A más plazo, menor cuota y menor ratio. Pasar de 25 a 30 años baja la cuota alrededor de un 11 %. El límite lo pone la edad: la hipoteca debe terminar antes de los 75 años del titular de más edad.

3. Aportar más entrada

Menos capital pedido, menos cuota. Cada 10.000 € más de entrada reducen la cuota en unos 40 € al mes a tipo fijo del 2,7 % y 30 años.

4. Sumar un segundo titular

Se suman los ingresos de ambos (y también sus deudas). Si el segundo titular tiene ingresos estables y pocas cuotas, el ratio baja de forma inmediata.

Ratio de endeudamiento y financiación: los dos límites que se cruzan

El ratio dice cuánta cuota puedes pagar; la financiación (normalmente hasta el 80 % del precio) dice cuánto puede prestarte el banco sobre esa vivienda. Una operación tiene que pasar los dos filtros: puede que la cuota te cuadre pero te falte entrada, o al revés. Por eso conviene mirar los dos números a la vez.

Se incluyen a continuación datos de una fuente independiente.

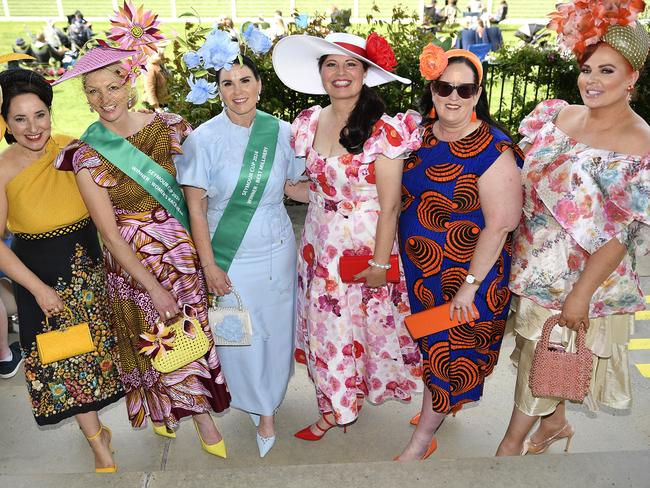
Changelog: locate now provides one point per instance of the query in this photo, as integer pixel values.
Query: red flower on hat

Calcula tu ratio con tus datos

Kai, nuestro simulador de hipoteca, calcula tu ratio de endeudamiento, tu cuota máxima y la financiación que necesitas con tus ingresos, tus cuotas y el precio de la vivienda que buscas. Dos minutos, sin registro y con los mismos criterios que aplica la banca. Y si el ratio se queda alto, te indica qué palanca mover.

Preguntas frecuentes

¿El ratio se calcula con ingresos brutos o netos?

Netos: lo que cobras después de impuestos. Es lo que de verdad tienes disponible para pagar la cuota.

¿Cuenta el alquiler que pago ahora?

No, porque dejarás de pagarlo al comprar. Aunque el banco sí lo mira como referencia de tu capacidad de pago: si llevas años pagando 900 € de alquiler puntualmente, una cuota de 800 € es creíble.

¿Es lo mismo que la tasa de esfuerzo?

En la práctica se usan como sinónimos. La tasa de esfuerzo suele referirse solo a la cuota de la hipoteca sobre los ingresos; el ratio de endeudamiento incluye además el resto de deudas.